Note that Nubeqa (Darolutimide) has recently been FDA-approved for metastatic castrate sensitive prostate cancer: https://youtu.be/qFK23Na9RfY?si=nMaMKVJx1hcyny7L
So, that’s now a possible option for you to use with ADT.
As for the technical definition of biochemical recurrence (BCR) following initial radiation - a PSA rise of 2.0 ng/mL above nadir (called the Phoenix Criteria) - was established in 2005 (20 years ago!) when modern imaging techniques (like PSMA-PET scans) that can detect recurrence at lower PSA levels were not available. It’s now known that BCR can occur following initial radiation well before that “2 points over nadir” threshold is reached.
The Phoenix Criteria served Ira purpose well - to differentiate true cancer recurrence from PSA fluctuations in order to prevent overtreatment, but is now likely outdated, with today’s earlier and more effective diagnostic techniques.

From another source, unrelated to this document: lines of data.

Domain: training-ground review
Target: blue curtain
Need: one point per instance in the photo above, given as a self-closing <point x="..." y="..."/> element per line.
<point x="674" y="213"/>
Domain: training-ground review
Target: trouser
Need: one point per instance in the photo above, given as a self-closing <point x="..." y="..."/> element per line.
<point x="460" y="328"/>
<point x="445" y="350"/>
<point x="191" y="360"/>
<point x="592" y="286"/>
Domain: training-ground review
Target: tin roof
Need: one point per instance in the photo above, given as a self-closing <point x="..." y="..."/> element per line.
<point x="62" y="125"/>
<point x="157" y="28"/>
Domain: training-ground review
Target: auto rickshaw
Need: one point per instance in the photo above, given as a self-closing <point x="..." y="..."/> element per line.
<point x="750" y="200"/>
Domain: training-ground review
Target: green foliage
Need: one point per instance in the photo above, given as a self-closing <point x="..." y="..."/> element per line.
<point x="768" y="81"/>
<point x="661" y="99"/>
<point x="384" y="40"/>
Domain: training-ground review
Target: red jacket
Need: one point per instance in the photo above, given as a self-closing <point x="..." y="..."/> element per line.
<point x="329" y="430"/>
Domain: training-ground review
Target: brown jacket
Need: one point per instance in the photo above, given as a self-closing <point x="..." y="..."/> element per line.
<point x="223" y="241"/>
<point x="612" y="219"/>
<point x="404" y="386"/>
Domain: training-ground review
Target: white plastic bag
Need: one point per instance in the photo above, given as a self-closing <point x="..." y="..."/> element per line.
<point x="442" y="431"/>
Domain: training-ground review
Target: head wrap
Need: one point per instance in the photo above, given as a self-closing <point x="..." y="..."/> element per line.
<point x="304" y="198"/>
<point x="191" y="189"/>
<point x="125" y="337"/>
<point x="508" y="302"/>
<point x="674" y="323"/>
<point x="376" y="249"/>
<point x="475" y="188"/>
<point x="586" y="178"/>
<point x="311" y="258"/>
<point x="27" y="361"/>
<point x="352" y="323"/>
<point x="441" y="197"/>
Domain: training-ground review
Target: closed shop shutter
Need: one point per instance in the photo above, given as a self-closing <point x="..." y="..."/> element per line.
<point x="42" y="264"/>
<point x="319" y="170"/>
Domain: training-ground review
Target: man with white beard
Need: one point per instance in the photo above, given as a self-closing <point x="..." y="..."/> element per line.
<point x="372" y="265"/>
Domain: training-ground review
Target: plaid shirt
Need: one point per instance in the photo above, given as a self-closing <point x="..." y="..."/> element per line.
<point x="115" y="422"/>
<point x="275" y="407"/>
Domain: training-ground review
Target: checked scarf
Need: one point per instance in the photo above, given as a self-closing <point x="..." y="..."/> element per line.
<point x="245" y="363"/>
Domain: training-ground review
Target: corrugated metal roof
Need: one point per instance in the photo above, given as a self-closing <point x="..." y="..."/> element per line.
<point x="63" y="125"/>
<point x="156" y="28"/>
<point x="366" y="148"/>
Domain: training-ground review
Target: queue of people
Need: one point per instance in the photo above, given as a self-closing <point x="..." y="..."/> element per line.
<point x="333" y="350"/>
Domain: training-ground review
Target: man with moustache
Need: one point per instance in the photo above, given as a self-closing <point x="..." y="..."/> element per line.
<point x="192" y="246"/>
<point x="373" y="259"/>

(I had initial treatment of 28 sessions of proton radiation during April-May 2021. PSA now varies between 0.350-0.550; my most recent PSA was 0.473. My medical oncologist and I have agreed that should I have three successive PSA increases, that she’ll schedule a PSMA PET scan. So far, three successive increases has not happened.)
Note also that the lower the PSA, the less sensitive PET scans are at detecting prostate cancers. (See attached graphic.)
Question about your graph: Reading it, it's possible that it shows it detects less cancer at lower PSAs because there IS less cancer there, and not because it's "less sensitive at detecting prostate cancers," which sounds like it has missed cancers at those lower PSA levels? Could you please clarify? Thanks.